Almost all of those notebooks were destroyed when his office at Emory was
flooded in May 2000, Mr. Bellesiles said.
James Lindgren, a professor at Northwestern University Law School and by
far the most thorough of Mr. Bellesiles's critics, asked him last year
where he had done his research on probate records. Mr. Bellesiles
responded with a number of locations, including the San Francisco Superior
Court, where he said he had found probate records from the 1850's.
Mr. Lindgren, who has done extensive work in probate data, called the
courthouse and was told that all the records for that decade were
destroyed in the 1906 earthquake and fire. They were not available in two
other Bay Area libraries, either. Mr. Bellesiles now says he must have
done the research somewhere else and cannot remember where.
But Kathy Beals, former director of the California Genealogical Society,
who has worked extensively with probate records from that era, said:
"Nobody knows of those records being in existence, and if they are, there
are hundreds of people who would like to look at them."
In September, Mr. Bellesiles offered a new defense. Mr. Lindgren and a
reporter from The Globe, David Mehegan, found additional serious errors on
Mr. Bellesiles's Web site, where he had been posting probate records in an
attempt to replace what he said had been lost in the flood. He conceded
the errors and responded to The Globe, and later said someone had altered
his Web site, presumably a computer hacker.
But several scholars, including one of Mr. Bellesiles's colleagues at
Emory, said they doubted that story. Robert A. Paul, the interim dean at
Emory College, said, "I can neither independently confirm nor deny that
Professor Bellesiles's Web site was hacked."
In September, James Melton, the chairman of the Emory history department,
asked Mr. Bellesiles to write a "reasoned, measured, detailed, point by
point response to your critics" in an appropriate professional forum.
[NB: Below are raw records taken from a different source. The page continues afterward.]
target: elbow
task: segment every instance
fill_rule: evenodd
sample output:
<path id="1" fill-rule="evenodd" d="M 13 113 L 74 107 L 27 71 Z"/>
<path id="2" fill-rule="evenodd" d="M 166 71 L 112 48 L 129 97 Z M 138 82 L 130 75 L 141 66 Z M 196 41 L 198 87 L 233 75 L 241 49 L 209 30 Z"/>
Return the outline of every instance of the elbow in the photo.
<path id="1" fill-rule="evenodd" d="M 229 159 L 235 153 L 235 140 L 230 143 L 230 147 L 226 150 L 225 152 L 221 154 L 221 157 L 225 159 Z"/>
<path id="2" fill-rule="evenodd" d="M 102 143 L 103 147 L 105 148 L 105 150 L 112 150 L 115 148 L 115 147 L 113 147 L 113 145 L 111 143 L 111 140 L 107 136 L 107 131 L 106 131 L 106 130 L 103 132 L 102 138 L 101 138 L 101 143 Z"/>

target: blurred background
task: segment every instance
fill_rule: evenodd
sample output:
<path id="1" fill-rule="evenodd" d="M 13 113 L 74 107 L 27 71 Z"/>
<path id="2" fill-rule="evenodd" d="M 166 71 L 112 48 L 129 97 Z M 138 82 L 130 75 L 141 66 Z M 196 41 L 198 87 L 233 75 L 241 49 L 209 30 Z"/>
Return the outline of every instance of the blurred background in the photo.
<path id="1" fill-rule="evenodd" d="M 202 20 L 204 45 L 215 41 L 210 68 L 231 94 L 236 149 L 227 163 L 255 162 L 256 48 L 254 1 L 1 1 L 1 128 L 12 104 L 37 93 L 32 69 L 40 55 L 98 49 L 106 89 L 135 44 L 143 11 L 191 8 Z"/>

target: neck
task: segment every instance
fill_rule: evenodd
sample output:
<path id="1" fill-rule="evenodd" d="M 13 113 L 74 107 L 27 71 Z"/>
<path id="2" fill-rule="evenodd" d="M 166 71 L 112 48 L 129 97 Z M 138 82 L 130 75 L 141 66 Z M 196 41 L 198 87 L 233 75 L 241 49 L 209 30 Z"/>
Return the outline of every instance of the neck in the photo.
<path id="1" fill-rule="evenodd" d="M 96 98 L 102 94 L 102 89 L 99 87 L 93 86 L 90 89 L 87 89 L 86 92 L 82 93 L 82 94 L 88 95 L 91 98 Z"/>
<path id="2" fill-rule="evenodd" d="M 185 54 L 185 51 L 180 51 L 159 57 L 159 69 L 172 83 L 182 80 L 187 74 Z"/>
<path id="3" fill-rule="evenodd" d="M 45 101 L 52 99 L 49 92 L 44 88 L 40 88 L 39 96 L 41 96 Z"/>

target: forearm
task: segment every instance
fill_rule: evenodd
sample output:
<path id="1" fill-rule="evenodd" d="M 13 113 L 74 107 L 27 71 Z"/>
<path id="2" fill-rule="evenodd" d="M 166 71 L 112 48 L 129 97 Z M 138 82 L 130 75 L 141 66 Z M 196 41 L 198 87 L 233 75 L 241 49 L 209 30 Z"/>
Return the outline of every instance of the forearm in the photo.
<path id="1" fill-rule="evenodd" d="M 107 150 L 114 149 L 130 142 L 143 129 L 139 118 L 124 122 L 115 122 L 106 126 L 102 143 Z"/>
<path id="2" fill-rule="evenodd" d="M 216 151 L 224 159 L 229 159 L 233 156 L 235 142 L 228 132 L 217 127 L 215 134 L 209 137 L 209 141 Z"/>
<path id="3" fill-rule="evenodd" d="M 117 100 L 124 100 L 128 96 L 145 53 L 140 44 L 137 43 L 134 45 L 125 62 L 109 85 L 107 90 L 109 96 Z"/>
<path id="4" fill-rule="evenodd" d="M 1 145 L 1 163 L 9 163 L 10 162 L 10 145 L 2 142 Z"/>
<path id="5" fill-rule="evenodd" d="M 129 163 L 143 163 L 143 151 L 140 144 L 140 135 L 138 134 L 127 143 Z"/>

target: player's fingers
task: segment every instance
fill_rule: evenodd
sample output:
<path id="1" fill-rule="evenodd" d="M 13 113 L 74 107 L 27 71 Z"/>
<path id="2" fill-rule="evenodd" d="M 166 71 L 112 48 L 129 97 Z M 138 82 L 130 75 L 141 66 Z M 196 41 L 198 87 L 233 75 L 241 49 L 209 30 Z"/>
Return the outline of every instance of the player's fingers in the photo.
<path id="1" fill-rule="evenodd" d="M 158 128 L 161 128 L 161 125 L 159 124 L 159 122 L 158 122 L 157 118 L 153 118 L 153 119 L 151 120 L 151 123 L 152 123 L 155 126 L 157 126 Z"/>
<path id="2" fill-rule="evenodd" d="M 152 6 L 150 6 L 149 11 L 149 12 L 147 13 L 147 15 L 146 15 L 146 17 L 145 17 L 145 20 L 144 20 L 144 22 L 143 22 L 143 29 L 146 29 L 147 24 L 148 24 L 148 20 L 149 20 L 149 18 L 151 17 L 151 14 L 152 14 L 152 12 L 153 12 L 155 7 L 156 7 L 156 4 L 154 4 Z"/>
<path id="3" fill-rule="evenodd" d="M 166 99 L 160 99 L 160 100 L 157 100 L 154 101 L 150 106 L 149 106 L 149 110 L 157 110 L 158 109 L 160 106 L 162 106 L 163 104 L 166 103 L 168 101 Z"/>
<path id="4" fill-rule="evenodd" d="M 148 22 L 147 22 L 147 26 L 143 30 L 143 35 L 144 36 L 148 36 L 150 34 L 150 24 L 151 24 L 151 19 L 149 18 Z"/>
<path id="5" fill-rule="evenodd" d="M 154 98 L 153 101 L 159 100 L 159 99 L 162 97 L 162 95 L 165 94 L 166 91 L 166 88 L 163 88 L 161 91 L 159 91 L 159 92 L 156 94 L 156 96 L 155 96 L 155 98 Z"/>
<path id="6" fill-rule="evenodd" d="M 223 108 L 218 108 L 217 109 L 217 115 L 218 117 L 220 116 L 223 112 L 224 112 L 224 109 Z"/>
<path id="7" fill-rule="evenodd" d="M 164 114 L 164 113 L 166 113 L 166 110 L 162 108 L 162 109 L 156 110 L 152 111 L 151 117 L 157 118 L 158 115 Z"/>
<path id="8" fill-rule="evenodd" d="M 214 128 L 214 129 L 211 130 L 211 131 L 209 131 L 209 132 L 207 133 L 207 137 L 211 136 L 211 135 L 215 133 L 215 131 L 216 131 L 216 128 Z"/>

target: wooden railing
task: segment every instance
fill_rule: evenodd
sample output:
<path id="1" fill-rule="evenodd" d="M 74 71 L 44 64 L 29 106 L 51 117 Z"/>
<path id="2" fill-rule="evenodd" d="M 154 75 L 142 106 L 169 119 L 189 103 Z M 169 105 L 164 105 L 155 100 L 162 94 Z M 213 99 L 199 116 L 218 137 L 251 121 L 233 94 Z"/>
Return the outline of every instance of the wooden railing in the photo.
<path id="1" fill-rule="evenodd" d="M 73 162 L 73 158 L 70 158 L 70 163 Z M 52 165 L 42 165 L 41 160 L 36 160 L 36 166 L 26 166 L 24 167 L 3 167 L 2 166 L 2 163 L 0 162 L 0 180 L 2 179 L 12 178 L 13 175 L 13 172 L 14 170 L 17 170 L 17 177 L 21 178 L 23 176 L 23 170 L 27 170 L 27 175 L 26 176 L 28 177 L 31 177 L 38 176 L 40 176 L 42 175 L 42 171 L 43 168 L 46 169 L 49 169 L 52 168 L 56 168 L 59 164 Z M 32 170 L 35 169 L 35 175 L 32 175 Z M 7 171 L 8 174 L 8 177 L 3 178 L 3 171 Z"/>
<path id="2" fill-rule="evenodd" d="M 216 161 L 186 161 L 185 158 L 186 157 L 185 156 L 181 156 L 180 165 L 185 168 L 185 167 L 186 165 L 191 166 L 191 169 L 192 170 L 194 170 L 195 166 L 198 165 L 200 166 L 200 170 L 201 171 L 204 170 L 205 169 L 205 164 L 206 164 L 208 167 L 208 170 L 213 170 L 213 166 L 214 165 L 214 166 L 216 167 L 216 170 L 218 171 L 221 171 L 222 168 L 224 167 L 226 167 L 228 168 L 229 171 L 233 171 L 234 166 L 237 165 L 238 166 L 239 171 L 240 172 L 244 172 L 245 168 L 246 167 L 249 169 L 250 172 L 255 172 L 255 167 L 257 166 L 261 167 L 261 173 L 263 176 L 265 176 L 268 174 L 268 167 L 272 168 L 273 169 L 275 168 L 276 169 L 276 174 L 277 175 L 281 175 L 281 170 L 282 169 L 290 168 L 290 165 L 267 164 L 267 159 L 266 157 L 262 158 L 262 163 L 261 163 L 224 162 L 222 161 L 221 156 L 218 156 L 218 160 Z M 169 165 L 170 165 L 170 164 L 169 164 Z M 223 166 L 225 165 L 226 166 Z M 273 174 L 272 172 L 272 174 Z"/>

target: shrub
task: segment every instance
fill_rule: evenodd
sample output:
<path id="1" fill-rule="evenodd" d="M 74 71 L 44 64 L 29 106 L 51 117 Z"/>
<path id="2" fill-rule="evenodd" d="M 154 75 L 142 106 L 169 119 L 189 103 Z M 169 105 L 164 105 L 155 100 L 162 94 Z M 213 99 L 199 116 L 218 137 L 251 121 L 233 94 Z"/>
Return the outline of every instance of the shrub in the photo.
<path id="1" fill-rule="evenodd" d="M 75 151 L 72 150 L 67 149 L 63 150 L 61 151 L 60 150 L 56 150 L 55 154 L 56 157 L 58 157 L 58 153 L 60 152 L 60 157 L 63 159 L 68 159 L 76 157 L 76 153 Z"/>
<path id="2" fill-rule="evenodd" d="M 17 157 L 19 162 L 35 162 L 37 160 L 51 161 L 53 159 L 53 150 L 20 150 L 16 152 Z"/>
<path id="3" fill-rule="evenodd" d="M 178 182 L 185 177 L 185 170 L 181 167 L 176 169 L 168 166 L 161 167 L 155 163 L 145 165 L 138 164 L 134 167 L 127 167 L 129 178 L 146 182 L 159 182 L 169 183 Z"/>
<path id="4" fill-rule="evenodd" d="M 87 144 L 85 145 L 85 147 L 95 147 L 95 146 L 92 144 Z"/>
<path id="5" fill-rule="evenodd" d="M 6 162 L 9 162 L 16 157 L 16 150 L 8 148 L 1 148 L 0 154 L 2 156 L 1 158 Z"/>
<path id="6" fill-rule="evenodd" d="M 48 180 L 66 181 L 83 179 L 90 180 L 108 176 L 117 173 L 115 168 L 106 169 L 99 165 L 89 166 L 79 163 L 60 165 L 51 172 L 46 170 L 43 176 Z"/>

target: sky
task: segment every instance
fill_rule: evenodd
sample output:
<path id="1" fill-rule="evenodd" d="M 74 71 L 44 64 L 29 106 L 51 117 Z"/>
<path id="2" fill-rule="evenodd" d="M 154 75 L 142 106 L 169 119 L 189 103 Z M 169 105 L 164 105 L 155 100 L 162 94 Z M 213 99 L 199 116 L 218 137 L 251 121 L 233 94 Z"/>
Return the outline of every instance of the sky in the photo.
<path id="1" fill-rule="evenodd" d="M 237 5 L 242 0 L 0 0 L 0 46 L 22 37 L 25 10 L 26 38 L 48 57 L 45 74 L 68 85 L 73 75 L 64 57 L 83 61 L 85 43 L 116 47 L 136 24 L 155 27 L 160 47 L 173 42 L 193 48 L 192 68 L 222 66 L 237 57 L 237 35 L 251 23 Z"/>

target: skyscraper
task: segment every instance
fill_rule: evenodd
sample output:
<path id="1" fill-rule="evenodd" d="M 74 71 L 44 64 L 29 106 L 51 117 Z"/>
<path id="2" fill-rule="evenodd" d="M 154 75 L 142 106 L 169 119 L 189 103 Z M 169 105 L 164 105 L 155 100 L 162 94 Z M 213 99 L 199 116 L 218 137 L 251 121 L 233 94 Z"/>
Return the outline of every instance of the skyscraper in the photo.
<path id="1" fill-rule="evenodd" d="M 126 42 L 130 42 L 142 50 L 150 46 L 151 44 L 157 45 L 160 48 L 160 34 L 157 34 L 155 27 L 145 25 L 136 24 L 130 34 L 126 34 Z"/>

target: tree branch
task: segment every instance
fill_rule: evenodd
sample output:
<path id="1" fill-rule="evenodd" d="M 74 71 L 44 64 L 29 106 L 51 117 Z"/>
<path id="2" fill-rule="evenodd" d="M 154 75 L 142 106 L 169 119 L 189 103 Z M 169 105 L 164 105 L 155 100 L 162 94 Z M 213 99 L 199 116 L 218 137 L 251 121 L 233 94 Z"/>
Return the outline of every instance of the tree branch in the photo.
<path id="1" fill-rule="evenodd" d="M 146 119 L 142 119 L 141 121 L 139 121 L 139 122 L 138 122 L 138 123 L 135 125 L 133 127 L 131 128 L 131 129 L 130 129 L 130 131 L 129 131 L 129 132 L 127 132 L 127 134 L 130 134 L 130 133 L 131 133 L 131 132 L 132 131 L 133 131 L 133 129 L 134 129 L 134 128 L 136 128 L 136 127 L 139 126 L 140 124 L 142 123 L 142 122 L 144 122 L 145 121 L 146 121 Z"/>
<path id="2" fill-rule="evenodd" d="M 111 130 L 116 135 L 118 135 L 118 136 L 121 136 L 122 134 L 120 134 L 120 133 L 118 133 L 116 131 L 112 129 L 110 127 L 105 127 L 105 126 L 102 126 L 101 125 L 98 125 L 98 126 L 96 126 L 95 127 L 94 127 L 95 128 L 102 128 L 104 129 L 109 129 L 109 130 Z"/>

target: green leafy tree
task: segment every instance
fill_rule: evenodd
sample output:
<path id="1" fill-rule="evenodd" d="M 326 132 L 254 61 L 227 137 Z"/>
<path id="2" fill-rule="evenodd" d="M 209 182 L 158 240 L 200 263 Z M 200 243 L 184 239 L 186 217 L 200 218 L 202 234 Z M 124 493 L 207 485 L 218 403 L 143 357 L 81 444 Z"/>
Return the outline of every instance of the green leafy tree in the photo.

Mr.
Bellesiles did publish a response in the November issue of the
Organization of American Historians newsletter, but it focused on
harassment rather than charges of serious misconduct.
Mr. Bellesiles's supporters have said they expect a fuller response to
emerge in a special issue of the William and Mary Quarterly to be
published next month.. A draft of the lengthy response Mr. Bellesiles
wrote for that issue, supplied by the journal's editor, concedes some
mistakes and challenges others, but leaves many serious errors
unaddressed.
It is not clear what will happen to Mr. Bellesiles or his book if the
scholarly community reaches a consensus that "Arming America" is a
seriously flawed or even fraudulent book. The Emory College dean, Mr.
Paul, said, "If there were scholarly fraud, we would take that very
seriously." Alan Brinkley, the chairman of the history department at
Columbia University, said similar questions had never been raised about a
book that had won the prestigious Bancroft Prize in American History and
Diplomacy. Although there has been no discussion of disciplining Mr.
Belles iles or revoking the prize, a spokesman for Jonathan R. Cole, the
provost and dean of faculties at Columbia University, said he had
distributed copies of the documents detailing Mr. Bellesiles's mistakes to
this year's three Bancroft jurors and asked them to examine it.